Algum tempo depois no Hospital Sontag.
-- Quero todos os exames possíveis - Bruna conversava com a enfermeira chefe - Até o teste de pezinho - sorriu e entregou a requisição para a bela mulher.
-- Vou providenciar doutora Bruna - e saiu.
-- Caramba - Sabrina ficou olhando para a bunda da mulher - Se eu trabalhasse aqui teria um enfarto todo dia.
-- Sabrina, você é um mal exemplo sabia? - Bruna sentou em uma cadeira e pegou o celular do bolso - Vou ligar para a Vic.
Na Barra.
-- Tudo bem Brú, combinamos para outro dia então. Beijo amor - deligou o celular e ficou pensando por um tempo.
-- O que aconteceu Vic? - Thiago se aproximou de Victória a fitando com seus olhos curiosos.
-- Nestor teve mais um piti -- ela sorriu debochada e Thiago suspirou com raiva.
-- Será que a sua loirinha caiu como uma sapinha de novo?
-- Não sei. Ela está lá no Sontag com ele. Disse que vai demorar, pois vai esperar os exames ficarem prontos.
-- Então caiu. Você tem que ensinar essa menina a ser um pouquinho mais esperta Vic. Estou começando a acreditar nesse negócio de... - colocou a mão sobre a boca - loira burra.
-- Eu vou contar para ela. Me aguarde -- falou brincando e Thiago levou a sério.
-- Não faz isso gaúcha. Não queira arrumar intrigas.
-- Vamos aguardar. Sabrina está com os resultados dos exames na mão. Eles devem saber o que fazer - sentou no sofá, cruzou as pernas e os braços - Só nos resta aguardar. Não tem outro jeito.
No Leblon.
-- O que você acha dessa atitude da Bruna, mamãe?
-- Ela é esperta Priscila. Se for para tomar uma atitude contra o pai. Irá fazê-lo sem risco de ser injusta. Estou começando a achar que essa garota, a Victória, está fazendo bem a sua irmã - ficou pensativa olhando para o teto da sala.
-- Você engoliu essa história assim de boa? - Não podia acreditar que a mãe aceitaria tão fácil assim.

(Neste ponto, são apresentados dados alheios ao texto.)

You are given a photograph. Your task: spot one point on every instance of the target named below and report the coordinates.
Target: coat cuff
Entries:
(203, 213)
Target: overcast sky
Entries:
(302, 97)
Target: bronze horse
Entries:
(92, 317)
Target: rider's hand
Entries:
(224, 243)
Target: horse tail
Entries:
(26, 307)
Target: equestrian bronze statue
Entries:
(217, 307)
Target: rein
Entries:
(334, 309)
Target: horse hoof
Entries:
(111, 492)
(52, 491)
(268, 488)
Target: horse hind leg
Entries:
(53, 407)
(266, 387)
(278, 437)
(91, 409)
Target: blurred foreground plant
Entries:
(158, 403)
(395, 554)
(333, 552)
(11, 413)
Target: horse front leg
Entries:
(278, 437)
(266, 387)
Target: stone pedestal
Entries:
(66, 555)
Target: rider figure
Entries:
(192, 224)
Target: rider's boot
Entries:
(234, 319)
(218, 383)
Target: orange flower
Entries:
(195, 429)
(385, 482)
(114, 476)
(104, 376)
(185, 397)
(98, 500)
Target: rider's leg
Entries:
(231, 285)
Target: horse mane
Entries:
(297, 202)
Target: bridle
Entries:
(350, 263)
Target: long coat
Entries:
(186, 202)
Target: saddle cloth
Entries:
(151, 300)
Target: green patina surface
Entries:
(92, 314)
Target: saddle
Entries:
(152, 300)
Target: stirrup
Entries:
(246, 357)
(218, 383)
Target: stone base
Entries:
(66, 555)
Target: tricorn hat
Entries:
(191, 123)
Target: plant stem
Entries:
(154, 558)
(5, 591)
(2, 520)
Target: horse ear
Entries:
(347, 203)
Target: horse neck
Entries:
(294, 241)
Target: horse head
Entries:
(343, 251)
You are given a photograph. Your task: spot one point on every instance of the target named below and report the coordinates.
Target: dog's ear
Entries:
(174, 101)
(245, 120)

-- Não. Mas pense comigo -- curvou-se um pouco para frente e fitou Priscila - Eu não aceito o relacionamento das duas. O que você acha que a Bruna fará?
Priscila ficou pensando na pergunta da mãe.
Com certeza a irmã escolheria ficar do lado de Victória. Pensando por esse lado, a mãe estava agindo corretamente. O importante seria manter a Bruna por perto. Seria mais fácil de protege-la.
-- Então? - Débora queria saber a resposta.
-- A senhora tem razão mamãe.
-- Que bom que concordou. Agora liga para a Sabrina. Quero notícias daquele traste - virou-se lembrando de algo - Por falar nisso. Essa menina, a Sabrina, gostei muito dela. Esperta, inteligente, corajosa. Ela merece uma chance lá no Sontag. Você não concorda comigo?
-- Concordo. Sempre achei isso dela - sorriu orgulhosa da amiga.
-- Me lembre disso quando assumir a presidência - deu uma gargalhada -- Ai como eu estou bandida e maléfica!!!
No Hospital Sontag.
-- Os exames estão prontos doutora - a enfermeira estendeu a pequena pilha de papeis para a loira.
-- Ótimo. Ele reclamou muito?
-- O tempo inteiro - ela sorriu.
-- É um velho ranzinza mesmo - sentou em sua cadeira - Vou te pedir um grande favor.
-- Pode falar doutora.
-- Quero que você chame um de cada vez, todos os cardiologistas que estão de plantão hoje, inclusive o doutor Felipe. Diga que a doutora Bruna Sontag está chamando e deixe bem claro que estou com pressa e sem a menor paciência.
-- Pode deixar comigo doutora - a enfermeira saiu realizar a sua missão.